Риндо взглянул на меня с любопытством, и от этого пронизывающего, затрагивающего все фибры души взгляда мне захотелось крикнуть, что он и есть моя мечта, но я сказала про свою первую и до сих пор неисполненную.
— Это звучит глупо, — я прикрыла глаза и зачесала волосы назад, понимая, что по лицу растянулась улыбка смущения. — Я всегда мечтала стать человеком.

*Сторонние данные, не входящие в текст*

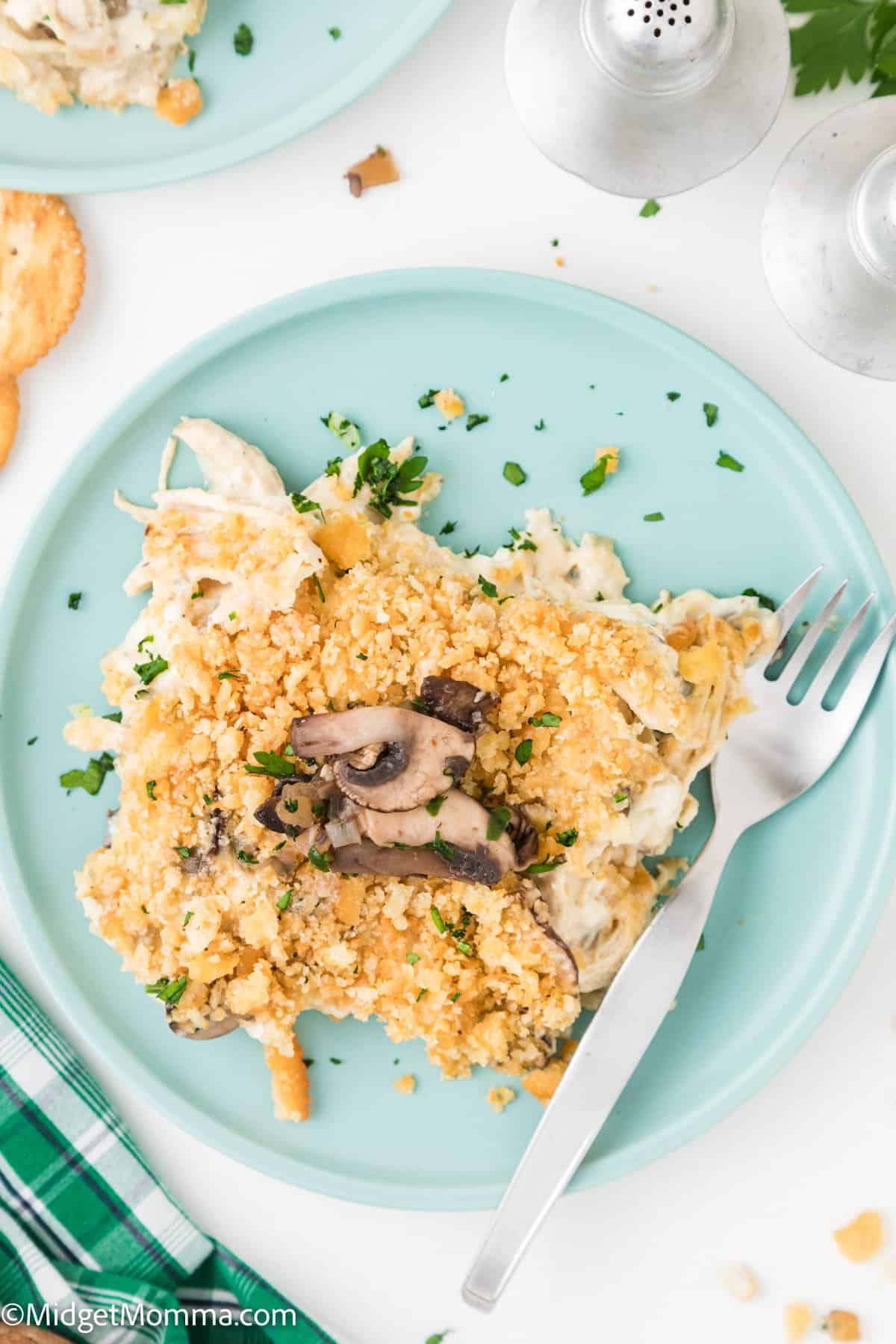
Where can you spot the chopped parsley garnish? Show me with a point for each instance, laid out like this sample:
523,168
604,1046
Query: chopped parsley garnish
499,821
761,598
346,430
319,860
149,671
441,847
388,482
269,762
514,473
243,40
90,779
594,477
547,866
169,991
304,505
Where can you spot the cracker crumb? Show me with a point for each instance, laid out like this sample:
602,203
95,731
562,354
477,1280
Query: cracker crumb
739,1281
842,1327
798,1322
500,1097
862,1238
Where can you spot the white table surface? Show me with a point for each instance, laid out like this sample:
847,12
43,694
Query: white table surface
635,1261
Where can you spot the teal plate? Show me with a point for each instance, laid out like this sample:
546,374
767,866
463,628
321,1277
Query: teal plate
296,77
800,898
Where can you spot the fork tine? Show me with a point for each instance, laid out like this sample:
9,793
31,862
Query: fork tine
788,613
832,665
862,683
809,640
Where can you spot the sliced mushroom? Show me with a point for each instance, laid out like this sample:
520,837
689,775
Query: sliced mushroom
418,757
290,806
449,841
211,1033
460,703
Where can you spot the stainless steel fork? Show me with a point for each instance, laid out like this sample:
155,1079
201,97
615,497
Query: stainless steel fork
768,759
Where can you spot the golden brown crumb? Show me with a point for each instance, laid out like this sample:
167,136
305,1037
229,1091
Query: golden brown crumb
842,1327
449,403
798,1322
739,1281
541,1083
179,102
500,1097
378,169
862,1238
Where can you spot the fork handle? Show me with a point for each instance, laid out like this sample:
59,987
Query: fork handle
609,1053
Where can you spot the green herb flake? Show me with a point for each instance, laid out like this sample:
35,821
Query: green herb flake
546,721
169,991
149,671
269,762
499,821
243,40
319,860
761,598
90,779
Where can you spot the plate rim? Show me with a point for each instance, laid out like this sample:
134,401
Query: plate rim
82,1021
228,152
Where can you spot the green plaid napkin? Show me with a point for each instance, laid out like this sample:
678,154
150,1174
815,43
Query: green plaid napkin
87,1233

Наступила теперь удушающая тишина, не похожая на одну из прошлых, от которой хотелось скрыться в самой глубине океана, что я бы, наверное, и сделала, если бы вскоре Риндо её не разрушил.
— Жаль, она несбыточная, — его голос был таким же твёрдым и уверенным, как всегда, а взгляд направлен вперёд на отпрыгивающие от воды плоские камни, но не на меня.
А я так хотела, чтобы Риндо смотрел на меня...
— Сбыточная, но не для меня, — как бы невзначай произнесла я, вспомнив давнюю легенду, о которой мне рассказывала мама в далёком детстве. И Риндо, ухватившись за эту короткую фразу, практически силой вытащил из меня продолжение. — В океане есть легенда, в которой говорится, что для превращения достаточно поцелуя человека, испытывающего искреннюю любовь к желающей обратиться русалке. Но любовь должна быть взаимной.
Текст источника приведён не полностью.